Earlier today I was talking to a graduate student about the calculation he is working on. I told him to discard a particular possibility because “it would require fine-tuning”. He looked a bit puzzled and asked me to explain what I meant. I actually had to think about that – which goes to show that he was right to ask the question (one often learns most from those one is supposed to teach).
“No fine-tuning” is actually a very fundamental principle in Condensed Matter Physics. We use it all the time, but I am not aware of it having been formulated explictly in any textbook. What I told my student was that it was the Condensed Matter Physics version of the Cosmological Principle: the idea that our observations should never be explained on the basis that we are making them from a special vantage point.
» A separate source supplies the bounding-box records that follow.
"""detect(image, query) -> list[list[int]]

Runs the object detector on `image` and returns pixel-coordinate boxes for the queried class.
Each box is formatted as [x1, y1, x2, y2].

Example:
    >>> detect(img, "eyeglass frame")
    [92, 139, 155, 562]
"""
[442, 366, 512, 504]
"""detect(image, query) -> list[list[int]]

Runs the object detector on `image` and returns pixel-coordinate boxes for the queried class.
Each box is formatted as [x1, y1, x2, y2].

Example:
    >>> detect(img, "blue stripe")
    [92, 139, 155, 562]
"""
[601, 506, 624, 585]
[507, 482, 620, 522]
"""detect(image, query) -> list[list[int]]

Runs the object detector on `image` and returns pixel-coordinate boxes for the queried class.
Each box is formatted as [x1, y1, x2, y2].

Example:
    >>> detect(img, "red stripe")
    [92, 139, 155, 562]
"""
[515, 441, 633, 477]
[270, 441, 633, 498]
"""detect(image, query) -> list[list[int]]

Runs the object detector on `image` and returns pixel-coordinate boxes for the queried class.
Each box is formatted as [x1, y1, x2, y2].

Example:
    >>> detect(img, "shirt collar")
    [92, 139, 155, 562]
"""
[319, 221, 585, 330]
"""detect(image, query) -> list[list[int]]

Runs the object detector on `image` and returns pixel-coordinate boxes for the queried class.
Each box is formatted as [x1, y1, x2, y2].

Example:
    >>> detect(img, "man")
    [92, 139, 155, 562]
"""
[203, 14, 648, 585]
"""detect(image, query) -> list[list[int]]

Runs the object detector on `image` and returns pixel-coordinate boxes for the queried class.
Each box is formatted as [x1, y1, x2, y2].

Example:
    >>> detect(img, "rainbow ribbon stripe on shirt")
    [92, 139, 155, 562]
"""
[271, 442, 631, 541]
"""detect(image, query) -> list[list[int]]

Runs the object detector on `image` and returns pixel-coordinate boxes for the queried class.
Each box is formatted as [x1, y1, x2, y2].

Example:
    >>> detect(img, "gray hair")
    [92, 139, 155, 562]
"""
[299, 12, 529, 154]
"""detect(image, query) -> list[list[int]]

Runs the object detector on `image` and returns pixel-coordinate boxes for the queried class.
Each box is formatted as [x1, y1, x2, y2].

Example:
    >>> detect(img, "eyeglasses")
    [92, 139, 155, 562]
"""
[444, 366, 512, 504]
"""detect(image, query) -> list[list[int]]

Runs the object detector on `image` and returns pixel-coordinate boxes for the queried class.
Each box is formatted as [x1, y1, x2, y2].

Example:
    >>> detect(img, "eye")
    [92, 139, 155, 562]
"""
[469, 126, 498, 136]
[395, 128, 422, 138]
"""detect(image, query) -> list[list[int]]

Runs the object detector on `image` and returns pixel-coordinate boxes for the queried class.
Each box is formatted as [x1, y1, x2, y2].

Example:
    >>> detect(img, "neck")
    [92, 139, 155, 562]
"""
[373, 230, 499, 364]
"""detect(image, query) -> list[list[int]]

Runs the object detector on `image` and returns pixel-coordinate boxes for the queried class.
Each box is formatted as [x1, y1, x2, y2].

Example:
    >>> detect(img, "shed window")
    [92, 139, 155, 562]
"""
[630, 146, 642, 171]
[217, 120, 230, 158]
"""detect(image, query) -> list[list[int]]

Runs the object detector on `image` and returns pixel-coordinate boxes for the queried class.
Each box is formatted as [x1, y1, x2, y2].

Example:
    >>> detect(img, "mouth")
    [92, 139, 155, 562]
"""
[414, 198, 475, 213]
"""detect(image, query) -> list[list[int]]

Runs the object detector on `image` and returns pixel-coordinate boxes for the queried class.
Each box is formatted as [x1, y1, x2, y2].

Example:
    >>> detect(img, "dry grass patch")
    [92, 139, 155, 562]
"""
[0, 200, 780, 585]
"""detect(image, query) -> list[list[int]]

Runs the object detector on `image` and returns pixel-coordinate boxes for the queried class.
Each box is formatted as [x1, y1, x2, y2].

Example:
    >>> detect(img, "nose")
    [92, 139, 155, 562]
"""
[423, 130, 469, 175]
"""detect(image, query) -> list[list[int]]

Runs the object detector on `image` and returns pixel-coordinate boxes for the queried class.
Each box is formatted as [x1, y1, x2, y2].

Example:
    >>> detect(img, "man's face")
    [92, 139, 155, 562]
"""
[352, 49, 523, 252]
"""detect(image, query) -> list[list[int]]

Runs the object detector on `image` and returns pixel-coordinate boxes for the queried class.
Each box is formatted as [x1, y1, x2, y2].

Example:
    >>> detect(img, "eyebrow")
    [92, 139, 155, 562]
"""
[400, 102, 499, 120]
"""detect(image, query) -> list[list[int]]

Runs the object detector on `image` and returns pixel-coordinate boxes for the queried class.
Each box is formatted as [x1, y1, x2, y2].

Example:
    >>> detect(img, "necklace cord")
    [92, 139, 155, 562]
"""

The Condensed Matter Physics version says that properties of materials that require a fortuitous coincidence of different quantities will never actually happen.
Of course, both the Cosmological Principle and No Fine-tuning are only generalisations. The former was never meant to apply on short length scales, and its applicability on cosmic length scales is currently called into question, for example, by very large-scale structures observed in the Cosmic Micro-wave Background. Likewise some interesting materials, such as Invar, owe their special properties to finely-balanced microscopic parameters. But they are both useful generalisations. They force upon us a certain mental discipline. They make us look for deeper reasons for the observed phenomena. That they have both been so successful in uncovering such reasons conveys a powerful message: that we live in an ordered Universe where general rules apply, and chance is a secondary consideration.